NWChem* for the Intel® Xeon Phi™ Coprocessor

Purpose

This code recipe describes how to get, build, and use the NWChem* code that includes support for the Intel® Xeon Phi™ Coprocessor with Intel® Many-Integrated Core (MIC) architecture.

Introduction

NWChem provides scalable computational chemistry tools. NWChem codes treat large scientific computational chemistry problems efficiently, and they can take advantage of parallel computing resources, from high-performance parallel supercomputers to conventional workstation clusters.

NWChem software handles

  • Biomolecules, nanostructures, and solid-state
  • From quantum to classical, and all combinations
  • Ground and excited-states
  • Gaussian basis functions or plane-waves
  • Wide scalability, from one to thousands of processors
  • Properties and relativistic effects

NWChem is actively developed by a consortium of developers and maintained by the Environmental Molecular Sciences Laboratory (EMSL) located at the Pacific Northwest National Laboratory (PNNL) in Washington State. The code is distributed as open-source under the terms of the Educational Community License version 2.0 (ECL 2.0).

The current version of NWChem can be downloaded from http://www.nwchem-sw.org. Current support for Intel® Xeon Phi™ coprocessors is included in NWChem 6.5 or later. The latest development version, which can be downloaded at https://svn.pnl.gov/svn/nwchem/trunk and might contain additional NWChem modules with support for the Xeon Phi coprocessor.  Please check the release notes and NWChem documentation for further information.

Code Access

NWChem code supports the Intel® Language Extensions for Offload of operations of the Intel® Xeon® processor (referred to as ‘host’ in this document) with the Intel Xeon Phi coprocessor (referred to as ‘coprocessor’ in this document) in a single node and in a cluster environment.

To download NWChem, please go to http://www.nwchem-sw.org/index.php/Download and download the latest version.  It is advisable to download the source code version, so that you can configure NWChem for your system as desired.

Build Directions

The build of NWChem with offload support for Intel Xeon Phi coprocessors is split into three steps.

  1. Configure NWChem for your system.
  2. Enable offload support.
  3. Build NWChem.

Configure

Set the following configuration options (the following are in bash syntax):

export ARMCI_NETWORK=OPENIB
export ARMCI_DEFAULT_SHMMAX_UBOUND=65536
export USE_MPI=y
export NWCHEM_MODULES=all\ python
export USE_MPIF=y
export USE_MPIF4=y
export MPI_HOME=$I_MPI_HOME/intel64
export MPI_INCLUDE="$MPI_HOME"/include
export MPI_LIB="$MPI_HOME"/lib
export LIBMPI="-lmpi -lmpigf -lmpigi -lrt -lpthread"
export MKLROOT=/msc/apps/compilers/intel/14.0/composer_xe_2013_sp1.1.106/mkl/
export SCALAPACK_LIB=" -mkl -openmp -lmkl_scalapack_ilp64 -lmkl_blacs_intelmpi_ilp64 -lpthread -lm"
export SCALAPACK="$SCALAPACK_LIB"
export LAPACK_LIB="-mkl -openmp  -lpthread -lm"
export BLAS_LIB="$LAPACK_LIB"
export BLASOPT="$LAPACK_LIB"
export USE_SCALAPACK=y
export SCALAPACK_SIZE=8
export BLAS_SIZE=8
export LAPACK_SIZE=8
export PYTHONHOME=/usr
export PYTHONVERSION=2.6
export PYTHONLIBTYPE=so
export USE_PYTHON64=y
export USE_CPPRESERVE=y
export USE_NOFSCHECK=y

Enable Offload Support

Set the following environment variables to enable offload support:

export USE_OPENMP=1
export USE_OFFLOAD=1

Build

To build NWChem, issue the following commands:

cd $NWCHEM_TOP/src
make FC=ifort CC=icc AR=xiar

This will build NWChem with support for Intel Xeon Phi coprocessors for the CCSD(T) method (as of 12 August 2014).

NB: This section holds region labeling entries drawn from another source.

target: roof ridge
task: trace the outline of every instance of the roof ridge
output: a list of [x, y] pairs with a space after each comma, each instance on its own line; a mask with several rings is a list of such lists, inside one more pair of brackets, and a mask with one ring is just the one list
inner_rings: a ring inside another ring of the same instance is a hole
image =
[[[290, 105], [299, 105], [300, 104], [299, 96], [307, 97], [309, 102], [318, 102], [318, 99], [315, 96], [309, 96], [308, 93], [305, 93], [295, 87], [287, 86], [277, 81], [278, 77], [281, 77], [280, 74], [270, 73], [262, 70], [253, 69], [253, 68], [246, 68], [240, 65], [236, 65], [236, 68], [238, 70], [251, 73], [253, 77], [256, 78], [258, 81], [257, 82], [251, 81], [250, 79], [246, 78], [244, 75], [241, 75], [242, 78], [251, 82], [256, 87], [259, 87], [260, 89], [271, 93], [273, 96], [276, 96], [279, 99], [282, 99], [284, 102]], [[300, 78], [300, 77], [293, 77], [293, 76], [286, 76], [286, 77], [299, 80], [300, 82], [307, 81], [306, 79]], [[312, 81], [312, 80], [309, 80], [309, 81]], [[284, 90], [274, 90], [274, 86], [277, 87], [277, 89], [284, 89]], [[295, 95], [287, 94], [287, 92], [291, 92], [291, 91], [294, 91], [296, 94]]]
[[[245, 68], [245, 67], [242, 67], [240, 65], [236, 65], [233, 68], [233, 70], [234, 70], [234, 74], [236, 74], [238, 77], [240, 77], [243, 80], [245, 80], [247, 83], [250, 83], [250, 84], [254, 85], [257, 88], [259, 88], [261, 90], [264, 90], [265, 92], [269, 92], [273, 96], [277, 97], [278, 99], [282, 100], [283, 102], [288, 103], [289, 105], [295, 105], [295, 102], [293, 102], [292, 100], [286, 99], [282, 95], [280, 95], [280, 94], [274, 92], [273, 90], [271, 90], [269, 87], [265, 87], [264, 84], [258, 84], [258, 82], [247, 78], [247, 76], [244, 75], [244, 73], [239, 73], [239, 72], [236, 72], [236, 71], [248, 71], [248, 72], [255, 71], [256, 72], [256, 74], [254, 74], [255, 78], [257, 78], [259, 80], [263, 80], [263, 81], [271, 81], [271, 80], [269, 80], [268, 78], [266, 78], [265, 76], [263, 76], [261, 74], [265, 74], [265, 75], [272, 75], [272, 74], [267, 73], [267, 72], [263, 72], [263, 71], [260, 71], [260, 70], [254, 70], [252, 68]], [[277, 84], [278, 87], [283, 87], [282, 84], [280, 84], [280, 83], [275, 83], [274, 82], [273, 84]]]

Coprocessor support for more NWChem methods will follow in the future.

If you are running a cluster based on Intel® True Scale Fabric, please check the NWChem documentation for the correct configuration settings to use.

Running Workloads Using NWChem CCSD(T) Method

To run the CCSD(T) method you will need to use a proper NWChem input file that triggers this module. You can find an example input file in the Appendix of this document. Other input files that use the CCSD(T) method can be found on the NWChem website at http://www.nwchem-sw.org.

To run the code only on hosts in the traditional mode using plain Global Arrays (GA), run the following command:

$ OMP_NUM_THREADS=1 mpirun –np 768 –perhost 16 nwchem input.nw

This command will execute NWChem using a file called “input.nw” with 768 GA ranks and 16 processes per node (a total of 48 machines).

To enable OpenMP* threading on the host and use fewer total GA ranks run the following command:

$ OMP_NUM_THREADS=2 mpirun –np 384 –perhost 8 nwchem input.nw

This directs NWChem to use eight GA ranks per node and launches two threads for each process on the node. Because it uses less GA ranks, less communication takes place; thus, you should observe a speed-up compared to the plain method above.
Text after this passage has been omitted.